Scripture distinguishes between the prophet who speaks truth to power and roeh the seer, who peers into the future, though telling if/and/ but alternatives also is part of the word and work of the prophet.

Prophecy in Israel officially began because of the whole Kings Thing they insisted on. Prophecy literally is speaking against the reigning monarch, against any expressions of death-dealing social, economic, cultural, political empire.

In a somewhat permissible official capacity, we sometimes find a court jester or a motley fool, who almost can say what they want in the presence of the official authorities.

Prophets also call people back to the freedom of a new covenantal obedience to the commandments.
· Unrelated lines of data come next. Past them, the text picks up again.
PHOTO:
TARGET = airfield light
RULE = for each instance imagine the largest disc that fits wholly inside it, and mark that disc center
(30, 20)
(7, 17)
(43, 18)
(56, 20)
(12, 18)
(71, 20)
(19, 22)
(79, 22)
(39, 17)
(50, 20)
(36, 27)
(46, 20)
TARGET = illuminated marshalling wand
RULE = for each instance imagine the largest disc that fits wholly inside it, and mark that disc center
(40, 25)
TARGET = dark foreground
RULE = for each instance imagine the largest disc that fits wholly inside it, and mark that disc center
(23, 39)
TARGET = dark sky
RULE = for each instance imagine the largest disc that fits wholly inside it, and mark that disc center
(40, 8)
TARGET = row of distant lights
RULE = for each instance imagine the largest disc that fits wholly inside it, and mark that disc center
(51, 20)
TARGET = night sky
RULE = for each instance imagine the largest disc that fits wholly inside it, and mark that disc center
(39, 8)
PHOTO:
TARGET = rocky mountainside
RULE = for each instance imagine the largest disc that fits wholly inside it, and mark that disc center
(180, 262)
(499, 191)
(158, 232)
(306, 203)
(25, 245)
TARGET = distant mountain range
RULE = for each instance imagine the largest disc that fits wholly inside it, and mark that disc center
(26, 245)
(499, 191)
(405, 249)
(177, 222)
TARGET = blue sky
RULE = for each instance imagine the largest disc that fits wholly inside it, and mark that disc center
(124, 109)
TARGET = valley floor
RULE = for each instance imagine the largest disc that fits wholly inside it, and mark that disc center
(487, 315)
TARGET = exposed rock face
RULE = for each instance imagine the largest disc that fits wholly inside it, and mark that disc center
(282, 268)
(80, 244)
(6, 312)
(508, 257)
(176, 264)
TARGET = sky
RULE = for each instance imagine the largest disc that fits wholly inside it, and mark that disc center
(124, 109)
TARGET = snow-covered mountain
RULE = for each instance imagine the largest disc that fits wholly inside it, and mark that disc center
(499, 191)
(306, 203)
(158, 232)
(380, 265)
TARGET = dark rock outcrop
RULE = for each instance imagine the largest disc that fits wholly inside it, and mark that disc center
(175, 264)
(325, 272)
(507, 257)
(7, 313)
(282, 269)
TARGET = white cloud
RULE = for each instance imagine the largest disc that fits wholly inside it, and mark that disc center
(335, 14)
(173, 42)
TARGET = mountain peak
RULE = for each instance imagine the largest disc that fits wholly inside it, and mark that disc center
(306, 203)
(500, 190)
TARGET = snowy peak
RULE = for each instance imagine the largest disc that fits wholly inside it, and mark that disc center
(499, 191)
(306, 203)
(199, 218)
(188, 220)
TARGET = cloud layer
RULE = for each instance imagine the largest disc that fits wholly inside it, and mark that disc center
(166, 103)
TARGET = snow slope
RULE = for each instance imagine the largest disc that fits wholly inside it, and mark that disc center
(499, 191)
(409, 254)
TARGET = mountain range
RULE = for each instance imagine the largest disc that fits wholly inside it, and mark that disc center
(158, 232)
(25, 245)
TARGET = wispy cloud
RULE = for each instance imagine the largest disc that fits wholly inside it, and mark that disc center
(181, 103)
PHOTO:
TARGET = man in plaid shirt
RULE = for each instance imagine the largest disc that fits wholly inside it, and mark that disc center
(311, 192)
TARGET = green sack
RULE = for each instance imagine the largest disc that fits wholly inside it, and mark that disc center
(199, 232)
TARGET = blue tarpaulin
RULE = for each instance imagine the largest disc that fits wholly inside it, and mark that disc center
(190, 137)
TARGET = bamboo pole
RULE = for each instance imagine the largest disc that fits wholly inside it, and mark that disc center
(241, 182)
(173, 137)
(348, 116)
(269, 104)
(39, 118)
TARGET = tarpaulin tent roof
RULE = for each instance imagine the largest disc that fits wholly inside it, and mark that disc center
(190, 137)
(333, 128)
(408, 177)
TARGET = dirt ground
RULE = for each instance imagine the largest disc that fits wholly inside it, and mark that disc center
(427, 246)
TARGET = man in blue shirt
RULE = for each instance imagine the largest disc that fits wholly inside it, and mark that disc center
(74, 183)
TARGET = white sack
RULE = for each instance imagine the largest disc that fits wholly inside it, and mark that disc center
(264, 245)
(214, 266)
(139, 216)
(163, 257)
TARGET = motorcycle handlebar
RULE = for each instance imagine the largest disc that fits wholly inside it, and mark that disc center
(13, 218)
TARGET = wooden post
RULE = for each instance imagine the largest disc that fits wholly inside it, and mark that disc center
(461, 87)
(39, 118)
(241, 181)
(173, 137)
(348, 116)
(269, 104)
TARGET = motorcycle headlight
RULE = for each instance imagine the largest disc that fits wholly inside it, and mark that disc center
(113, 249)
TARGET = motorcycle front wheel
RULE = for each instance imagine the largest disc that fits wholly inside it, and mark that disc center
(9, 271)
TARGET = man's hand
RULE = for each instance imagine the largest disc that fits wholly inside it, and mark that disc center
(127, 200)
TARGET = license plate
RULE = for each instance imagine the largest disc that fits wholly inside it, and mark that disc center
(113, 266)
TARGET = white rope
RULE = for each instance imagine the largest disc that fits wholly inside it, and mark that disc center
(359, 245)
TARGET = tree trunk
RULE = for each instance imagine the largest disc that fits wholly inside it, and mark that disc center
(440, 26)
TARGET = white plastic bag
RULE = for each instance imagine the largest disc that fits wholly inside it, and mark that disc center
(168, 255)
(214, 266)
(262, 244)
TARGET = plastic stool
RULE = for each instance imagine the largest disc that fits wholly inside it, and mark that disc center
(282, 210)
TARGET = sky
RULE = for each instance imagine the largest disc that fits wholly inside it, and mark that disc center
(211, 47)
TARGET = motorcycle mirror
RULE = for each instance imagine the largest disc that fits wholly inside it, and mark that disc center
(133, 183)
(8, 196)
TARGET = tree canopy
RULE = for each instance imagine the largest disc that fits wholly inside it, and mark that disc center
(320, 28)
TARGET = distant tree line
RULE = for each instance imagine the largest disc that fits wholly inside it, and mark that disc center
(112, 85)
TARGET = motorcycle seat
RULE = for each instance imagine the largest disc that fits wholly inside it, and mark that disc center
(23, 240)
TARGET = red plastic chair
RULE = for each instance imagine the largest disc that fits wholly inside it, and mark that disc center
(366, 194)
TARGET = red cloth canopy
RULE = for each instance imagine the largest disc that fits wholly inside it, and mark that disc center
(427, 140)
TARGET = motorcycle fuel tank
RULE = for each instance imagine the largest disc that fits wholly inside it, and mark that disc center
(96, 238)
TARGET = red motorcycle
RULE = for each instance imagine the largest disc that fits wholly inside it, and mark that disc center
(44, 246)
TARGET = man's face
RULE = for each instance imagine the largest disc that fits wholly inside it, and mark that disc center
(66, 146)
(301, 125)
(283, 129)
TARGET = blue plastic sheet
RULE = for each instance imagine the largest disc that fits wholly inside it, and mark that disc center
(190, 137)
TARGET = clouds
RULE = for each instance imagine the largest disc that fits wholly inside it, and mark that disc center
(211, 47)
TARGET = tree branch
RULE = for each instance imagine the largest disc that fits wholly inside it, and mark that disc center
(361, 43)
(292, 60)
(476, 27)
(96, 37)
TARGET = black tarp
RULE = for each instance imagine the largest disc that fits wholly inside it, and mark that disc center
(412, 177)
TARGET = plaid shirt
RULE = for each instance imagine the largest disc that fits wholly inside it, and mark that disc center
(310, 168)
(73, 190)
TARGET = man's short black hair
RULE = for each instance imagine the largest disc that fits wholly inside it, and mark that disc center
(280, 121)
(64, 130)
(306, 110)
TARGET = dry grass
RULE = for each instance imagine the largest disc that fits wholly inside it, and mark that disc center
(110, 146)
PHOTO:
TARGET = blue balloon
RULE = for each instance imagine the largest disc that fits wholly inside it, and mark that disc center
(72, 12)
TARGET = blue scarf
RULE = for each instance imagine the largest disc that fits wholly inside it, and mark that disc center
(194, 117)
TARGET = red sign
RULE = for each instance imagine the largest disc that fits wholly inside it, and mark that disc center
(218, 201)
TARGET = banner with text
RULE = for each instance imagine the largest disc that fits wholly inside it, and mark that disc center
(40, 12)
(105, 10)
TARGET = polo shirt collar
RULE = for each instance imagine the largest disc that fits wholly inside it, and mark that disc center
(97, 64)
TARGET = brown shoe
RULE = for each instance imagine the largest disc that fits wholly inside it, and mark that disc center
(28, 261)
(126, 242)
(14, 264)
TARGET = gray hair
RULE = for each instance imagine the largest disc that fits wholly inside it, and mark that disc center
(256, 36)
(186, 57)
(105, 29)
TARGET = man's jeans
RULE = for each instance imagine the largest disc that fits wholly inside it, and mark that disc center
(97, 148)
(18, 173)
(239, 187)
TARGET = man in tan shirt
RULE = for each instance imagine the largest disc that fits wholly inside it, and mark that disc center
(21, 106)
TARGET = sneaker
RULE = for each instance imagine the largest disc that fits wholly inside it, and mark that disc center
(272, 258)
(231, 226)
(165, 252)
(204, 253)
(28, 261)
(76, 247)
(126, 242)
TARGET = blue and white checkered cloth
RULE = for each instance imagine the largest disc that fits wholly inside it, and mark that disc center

Prophets particularly speak God's word of hope and promise for a different future; the end of the old, the beginning of the new. Resurrection from the Dead; a New Creation. In the Hebrew bible we officially find the four "books" of former prophets Joshua, Judges, Samuel, and Kings; and four of latter prophets Isaiah, Jeremiah, Ezekiel, and The Twelve. Although we don't formally list Moses among the prophets, Jesus of Nazareth was "a prophet like Moses," because they both spoke the word of God. So roughly, a prophet is anyone who speaks for God. That includes us with our baptismal roles of prophet (speaker of God's word), priest (mediator between earth and heaven), and sovereign (caretaker of creation).